運命の赤い糸
 木兎光太郎くんへ

 好きです。
 入学式の時に一目惚れしました。
 朝の練習が終わって朝礼が始まる前に、体育館裏で待ってます。


 可愛らしいピンク色の便箋。わかりやすいハート型のシール。送り主は不明。しかしその見た目だけで誰が見てもラブレターだとわかる手紙は、下駄箱の中に入っていた。中身は想像通りのもので、横から覗くように見ていた木葉がケッ、と悪態をつく。

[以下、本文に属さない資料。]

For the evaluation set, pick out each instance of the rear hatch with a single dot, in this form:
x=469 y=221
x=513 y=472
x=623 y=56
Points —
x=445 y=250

 女の子らしい可愛らしい字で書かれた文章は、ひどく在り来りなものだった。
「俺! 行ってくるわ!」
「マジ?」
「マジ!」
 普段の言動に似合わず、紙が破れないよう丁寧に封筒の中に戻した木兎の目は、いつもと変わらない輝きを宿している。それだけで木葉は木兎がなんと答えるのか察したが、そもそも木兎がモテること自体が羨ましいのでつつくことはしない。
 じゃ! とラブレターを持ったまま片手を上げて走り去る木兎の後ろ姿を見つめ、木葉は呟く。
「……あれ、行ったらオッケーの意味じゃねぇの?」
 大丈夫か? と一応木兎の心配はしておくが、まぁ悪いことにはならないだろ、と靴を履き替える。入学早々遅刻だけはすんなよ、と言葉にせず呟いて。